P&J Column 12.1.17

Is this dossier on Donald a big story, or just wee one?

J Fergus Lamont, Arts Critic and Author of “The Filth and the Fury – the unauthorised biography of Carol Smillie”

This week saw a bravura performance from a young artist of such poise and promise that he could have stepped straight out of the cabaret clubs of Weimar Germany.  I doubt you’ll have heard of him – his satirical work has thus far attracted little, if any publicity – but I predict great things from young Donald J. Trump.  His particular genius lies in affecting the persona of an inarticulate pre-teen bully, unexpectedly elevated to the position of president-elect of the United States of America – from whence he offers his pithy, ill-informed critique on all and sundry, while showing all the emotional robustness of a sugar-deprived toddler when someone has the temerity to fire back; all to hilarious effect.    This week he has treated us to what I am given to understand are known as “twitter rants” about how Meryl Streep is ‘overrated’, the injustice of ‘fake news’ and that the Russian Government should be trusted over U.S. Intelligence agencies – all delivered without the tiniest soupcon of irony.

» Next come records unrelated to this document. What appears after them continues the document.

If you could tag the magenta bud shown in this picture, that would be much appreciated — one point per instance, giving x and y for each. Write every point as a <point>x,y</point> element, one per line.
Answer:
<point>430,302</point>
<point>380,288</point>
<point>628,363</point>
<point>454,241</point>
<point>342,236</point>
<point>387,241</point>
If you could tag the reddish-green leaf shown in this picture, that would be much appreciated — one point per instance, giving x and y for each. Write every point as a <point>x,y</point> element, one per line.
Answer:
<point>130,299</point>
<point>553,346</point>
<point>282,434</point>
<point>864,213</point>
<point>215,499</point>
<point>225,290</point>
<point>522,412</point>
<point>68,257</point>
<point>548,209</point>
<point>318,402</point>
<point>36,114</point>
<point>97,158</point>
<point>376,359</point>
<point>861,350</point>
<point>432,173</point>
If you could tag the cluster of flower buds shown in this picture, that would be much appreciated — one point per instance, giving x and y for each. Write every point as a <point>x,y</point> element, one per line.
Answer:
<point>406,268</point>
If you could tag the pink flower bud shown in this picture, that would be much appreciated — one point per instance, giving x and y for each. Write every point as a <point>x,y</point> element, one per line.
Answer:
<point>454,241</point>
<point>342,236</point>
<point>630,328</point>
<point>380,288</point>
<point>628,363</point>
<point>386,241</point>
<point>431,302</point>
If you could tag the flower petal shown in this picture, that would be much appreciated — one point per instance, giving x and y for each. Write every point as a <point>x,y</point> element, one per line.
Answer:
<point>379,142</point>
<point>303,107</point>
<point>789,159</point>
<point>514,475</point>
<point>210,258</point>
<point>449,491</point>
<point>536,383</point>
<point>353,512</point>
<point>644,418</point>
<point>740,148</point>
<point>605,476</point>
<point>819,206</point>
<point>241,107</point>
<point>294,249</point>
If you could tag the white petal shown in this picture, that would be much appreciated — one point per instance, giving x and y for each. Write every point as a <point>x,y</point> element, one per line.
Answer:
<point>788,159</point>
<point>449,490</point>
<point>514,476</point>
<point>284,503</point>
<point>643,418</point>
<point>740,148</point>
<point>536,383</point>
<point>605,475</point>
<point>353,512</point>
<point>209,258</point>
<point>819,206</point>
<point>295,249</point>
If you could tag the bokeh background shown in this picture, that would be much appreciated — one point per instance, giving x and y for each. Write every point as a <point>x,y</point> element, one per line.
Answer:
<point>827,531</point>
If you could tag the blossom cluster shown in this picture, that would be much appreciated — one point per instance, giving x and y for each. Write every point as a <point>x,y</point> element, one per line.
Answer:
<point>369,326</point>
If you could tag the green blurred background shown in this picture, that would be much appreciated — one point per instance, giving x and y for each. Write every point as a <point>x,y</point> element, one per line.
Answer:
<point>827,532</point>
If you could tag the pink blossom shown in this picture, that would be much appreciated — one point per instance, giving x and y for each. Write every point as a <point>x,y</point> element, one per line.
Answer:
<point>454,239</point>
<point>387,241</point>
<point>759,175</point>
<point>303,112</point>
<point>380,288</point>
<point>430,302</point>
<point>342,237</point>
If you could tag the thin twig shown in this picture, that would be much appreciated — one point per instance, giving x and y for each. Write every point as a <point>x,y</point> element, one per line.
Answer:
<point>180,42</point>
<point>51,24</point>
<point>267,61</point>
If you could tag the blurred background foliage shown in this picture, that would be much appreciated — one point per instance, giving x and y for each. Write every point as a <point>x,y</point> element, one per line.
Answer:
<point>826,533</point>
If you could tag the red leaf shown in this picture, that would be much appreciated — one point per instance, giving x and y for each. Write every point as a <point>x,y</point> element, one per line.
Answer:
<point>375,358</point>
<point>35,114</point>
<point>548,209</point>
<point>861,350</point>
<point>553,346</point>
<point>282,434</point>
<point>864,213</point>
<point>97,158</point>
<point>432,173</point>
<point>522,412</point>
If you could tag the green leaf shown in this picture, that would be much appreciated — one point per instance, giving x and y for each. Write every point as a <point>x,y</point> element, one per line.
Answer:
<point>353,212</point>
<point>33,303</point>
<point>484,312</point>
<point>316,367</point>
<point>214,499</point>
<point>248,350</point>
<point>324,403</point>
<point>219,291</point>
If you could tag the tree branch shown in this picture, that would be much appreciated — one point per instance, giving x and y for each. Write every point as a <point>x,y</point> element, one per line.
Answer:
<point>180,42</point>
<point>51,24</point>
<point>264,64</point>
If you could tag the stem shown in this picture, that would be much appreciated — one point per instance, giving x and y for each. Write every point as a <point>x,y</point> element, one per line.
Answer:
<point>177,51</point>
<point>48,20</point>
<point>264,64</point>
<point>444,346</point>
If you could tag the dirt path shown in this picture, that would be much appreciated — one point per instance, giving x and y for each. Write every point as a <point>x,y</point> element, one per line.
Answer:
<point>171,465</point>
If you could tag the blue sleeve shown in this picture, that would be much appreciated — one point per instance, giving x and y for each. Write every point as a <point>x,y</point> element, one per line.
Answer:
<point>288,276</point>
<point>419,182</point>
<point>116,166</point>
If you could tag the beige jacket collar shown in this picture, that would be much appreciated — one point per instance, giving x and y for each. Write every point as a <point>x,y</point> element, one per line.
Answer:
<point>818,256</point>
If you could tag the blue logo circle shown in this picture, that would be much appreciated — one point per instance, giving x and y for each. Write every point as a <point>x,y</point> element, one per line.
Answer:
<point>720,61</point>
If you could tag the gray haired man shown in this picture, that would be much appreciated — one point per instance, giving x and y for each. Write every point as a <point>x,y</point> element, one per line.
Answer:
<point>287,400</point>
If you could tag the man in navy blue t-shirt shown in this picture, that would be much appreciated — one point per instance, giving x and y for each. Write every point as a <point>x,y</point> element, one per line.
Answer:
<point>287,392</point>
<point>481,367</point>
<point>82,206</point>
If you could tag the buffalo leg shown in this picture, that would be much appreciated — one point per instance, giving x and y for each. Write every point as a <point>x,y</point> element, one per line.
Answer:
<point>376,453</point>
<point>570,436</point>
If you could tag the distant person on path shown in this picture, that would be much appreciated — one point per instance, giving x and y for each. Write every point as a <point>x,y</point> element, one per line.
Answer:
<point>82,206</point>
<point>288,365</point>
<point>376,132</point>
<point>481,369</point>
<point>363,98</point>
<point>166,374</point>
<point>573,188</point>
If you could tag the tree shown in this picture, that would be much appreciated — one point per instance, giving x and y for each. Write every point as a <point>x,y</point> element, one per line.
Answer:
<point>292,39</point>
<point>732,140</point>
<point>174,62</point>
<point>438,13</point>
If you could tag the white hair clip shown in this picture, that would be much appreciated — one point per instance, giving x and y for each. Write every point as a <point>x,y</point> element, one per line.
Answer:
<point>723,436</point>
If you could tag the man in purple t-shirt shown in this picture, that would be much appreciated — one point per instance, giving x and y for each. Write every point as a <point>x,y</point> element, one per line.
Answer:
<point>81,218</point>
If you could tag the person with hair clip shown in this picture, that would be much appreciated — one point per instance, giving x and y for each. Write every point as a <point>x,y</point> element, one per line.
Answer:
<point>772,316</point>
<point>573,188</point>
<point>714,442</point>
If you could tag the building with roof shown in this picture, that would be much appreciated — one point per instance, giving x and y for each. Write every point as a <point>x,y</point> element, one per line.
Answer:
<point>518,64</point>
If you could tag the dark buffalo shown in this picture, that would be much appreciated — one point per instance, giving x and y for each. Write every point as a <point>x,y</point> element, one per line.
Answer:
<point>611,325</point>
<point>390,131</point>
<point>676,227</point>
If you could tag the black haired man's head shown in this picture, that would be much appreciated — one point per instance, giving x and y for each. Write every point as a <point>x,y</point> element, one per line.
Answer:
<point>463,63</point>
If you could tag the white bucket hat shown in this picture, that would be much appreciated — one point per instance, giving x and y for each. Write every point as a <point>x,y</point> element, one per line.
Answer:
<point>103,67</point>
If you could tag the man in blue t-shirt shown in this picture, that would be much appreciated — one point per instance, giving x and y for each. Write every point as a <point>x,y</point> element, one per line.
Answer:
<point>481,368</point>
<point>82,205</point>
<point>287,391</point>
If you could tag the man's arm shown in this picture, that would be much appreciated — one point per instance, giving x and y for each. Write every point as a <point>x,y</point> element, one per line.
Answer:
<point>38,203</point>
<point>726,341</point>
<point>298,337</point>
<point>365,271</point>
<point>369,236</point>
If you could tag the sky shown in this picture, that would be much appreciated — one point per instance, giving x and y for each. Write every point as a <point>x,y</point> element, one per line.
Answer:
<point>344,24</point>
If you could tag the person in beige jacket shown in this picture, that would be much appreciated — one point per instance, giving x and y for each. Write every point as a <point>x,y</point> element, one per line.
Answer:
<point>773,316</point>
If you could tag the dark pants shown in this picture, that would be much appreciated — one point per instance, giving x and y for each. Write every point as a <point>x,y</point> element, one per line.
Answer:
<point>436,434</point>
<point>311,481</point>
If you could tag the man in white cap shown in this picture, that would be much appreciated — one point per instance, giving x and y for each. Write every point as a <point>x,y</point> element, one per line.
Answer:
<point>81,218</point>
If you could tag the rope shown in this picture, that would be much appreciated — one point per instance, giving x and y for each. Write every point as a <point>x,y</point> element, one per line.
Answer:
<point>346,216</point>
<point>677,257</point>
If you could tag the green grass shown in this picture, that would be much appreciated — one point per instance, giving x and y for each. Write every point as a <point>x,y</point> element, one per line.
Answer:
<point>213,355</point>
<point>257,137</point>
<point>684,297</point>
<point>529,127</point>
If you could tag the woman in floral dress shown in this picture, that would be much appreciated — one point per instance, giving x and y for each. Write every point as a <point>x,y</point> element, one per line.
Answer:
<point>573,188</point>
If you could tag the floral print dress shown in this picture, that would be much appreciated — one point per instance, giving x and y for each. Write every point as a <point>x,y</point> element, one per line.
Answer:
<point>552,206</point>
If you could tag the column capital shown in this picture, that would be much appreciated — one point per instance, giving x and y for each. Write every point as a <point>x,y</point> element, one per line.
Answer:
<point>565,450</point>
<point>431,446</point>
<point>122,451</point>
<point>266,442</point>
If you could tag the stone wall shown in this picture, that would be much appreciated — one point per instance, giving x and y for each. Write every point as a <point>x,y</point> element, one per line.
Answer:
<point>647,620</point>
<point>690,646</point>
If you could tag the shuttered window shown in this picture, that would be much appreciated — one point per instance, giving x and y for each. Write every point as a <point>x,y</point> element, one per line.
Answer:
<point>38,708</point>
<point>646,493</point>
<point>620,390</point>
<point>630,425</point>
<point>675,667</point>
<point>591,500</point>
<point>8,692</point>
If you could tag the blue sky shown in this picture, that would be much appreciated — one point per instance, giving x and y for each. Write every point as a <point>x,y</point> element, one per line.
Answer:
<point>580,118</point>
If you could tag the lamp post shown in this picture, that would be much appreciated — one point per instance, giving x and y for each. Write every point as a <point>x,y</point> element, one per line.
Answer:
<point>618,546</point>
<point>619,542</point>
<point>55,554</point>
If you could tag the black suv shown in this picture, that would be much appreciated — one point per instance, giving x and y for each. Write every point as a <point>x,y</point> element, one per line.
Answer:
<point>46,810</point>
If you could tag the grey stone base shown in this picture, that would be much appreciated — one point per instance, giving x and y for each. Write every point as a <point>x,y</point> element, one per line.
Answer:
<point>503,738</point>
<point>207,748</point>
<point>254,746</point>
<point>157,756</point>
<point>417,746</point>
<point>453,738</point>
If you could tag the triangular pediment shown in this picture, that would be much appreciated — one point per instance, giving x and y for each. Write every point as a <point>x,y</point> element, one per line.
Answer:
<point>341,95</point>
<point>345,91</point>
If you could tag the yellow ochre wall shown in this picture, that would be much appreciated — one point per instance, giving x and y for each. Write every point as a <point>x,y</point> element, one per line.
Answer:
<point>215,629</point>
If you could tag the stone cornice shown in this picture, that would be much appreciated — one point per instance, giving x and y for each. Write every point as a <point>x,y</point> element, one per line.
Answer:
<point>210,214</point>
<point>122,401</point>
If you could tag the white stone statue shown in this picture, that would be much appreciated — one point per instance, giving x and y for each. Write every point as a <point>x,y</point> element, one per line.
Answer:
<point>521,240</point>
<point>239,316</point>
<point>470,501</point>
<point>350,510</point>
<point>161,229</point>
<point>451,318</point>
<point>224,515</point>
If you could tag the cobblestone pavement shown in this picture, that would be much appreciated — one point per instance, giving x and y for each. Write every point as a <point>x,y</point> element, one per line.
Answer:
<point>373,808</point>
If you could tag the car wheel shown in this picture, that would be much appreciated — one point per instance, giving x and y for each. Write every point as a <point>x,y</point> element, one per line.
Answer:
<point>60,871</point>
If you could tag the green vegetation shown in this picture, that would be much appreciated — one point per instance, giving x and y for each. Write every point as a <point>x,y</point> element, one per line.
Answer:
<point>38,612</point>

Like the work of Sacha Baron Cohen, his oeuvre constantly stands on the brink of disaster, for the characterisation is simply too extreme to remain credible.  But therein lies its joy.  The notion that the future President of the greatest nation on earth could be spending his time obsessively watching television and then ineffectually name-calling all who offer dissent is as absurdly delicious as it is drenched in pathos.  For shock value, it could only be bettered if Ghandi were reanimated as a belligerent London cabbie.  Bravo, Donald, bravo, for bravely showing us the dystopian future that could lie ahead if ever a President like you were elected in real life. I wept.

View from the Midden – rural affairs with Jock Alexander

It’s been a cineastic wik in the village, as we’re buzzing fae the news that noted comic book, superhero film and dried milk manufacturer Marvel are planning tae shoot their new Avengers picter “across Scotland”. Reports say February’s filming will include Glasgow, Edinburgh, and the Highlands. Weel, why should these be the only option? Aiberdeen micht nae be in the running as a location – unless this is the een far Iron Man gings tae the bookies, and the Hulk smashes up a pound shop, but, fit mair apt setting fer a lurid fantasy involving oddly dressed fowk bashing each ither up than Meikle Wartle?

The village wid be ideal for shooting a multimillion dollar blockbuster. There’s a barren majesty tae wir unspoilt, windswept scenery. Nae smartphone publicity shots would iver get oot, thanks tae oor mobile black-spot. Nae crowds of curious onlookers, nae paparazzi, or telegraph poles. Or trees. And the big destructive fight scene at the end can be verra economically staged in the village square, far maist buildings are aboot tae collapse onywye. Plus, there’s ample accommodation fer Samuel L. Jackson’s entourage in auld Muggie Grant’s B&B on the high street. Feel Moira is affa keen tae tell Mr Jackson aboot a script she’s written aboot snakes terrorising fowk in Old Rayne. Noo, If only she could come up wi’ a title.

Cheerio!

Cava Kenny Cordiner, the football pundit who goes in feet first

Confidence is a sensual ingredient of being a top sportsman, like what I was. But sometimes there is a fine line between confidence and angoras. Take curly-haired golf maestro Rory Mcilroy, for instance. He was on the news this week saying that he is ruling himself out of the Tokyo Olympics in 2020. I think he’s bolting the cart after the horse is in front of stable door, there. He might be good at golf, but I can’t seem him sailing past Mo Farrah on the home straight!

Mind you, it does spare the selectors a headache when the time comes. I don’t know if my old pal Gordon Strachan reads my column, but if you does, and if we somehow manage to qualify for the 2018 World Cup, and if somehow you’re still the gaffer, I’m ruling myself out. My knees aren’t up to it, Gogsy, so it’s only fair I let you know.

Speaking of the World Cup, I seen that Fifa has voted to expand it to 48 teams. A lot of folks is saying that this is just total exploitation – a shameless attempt to make money, and I have to say, I agrees. It’s going to cost a fortune to get all that stickers for my Panini album.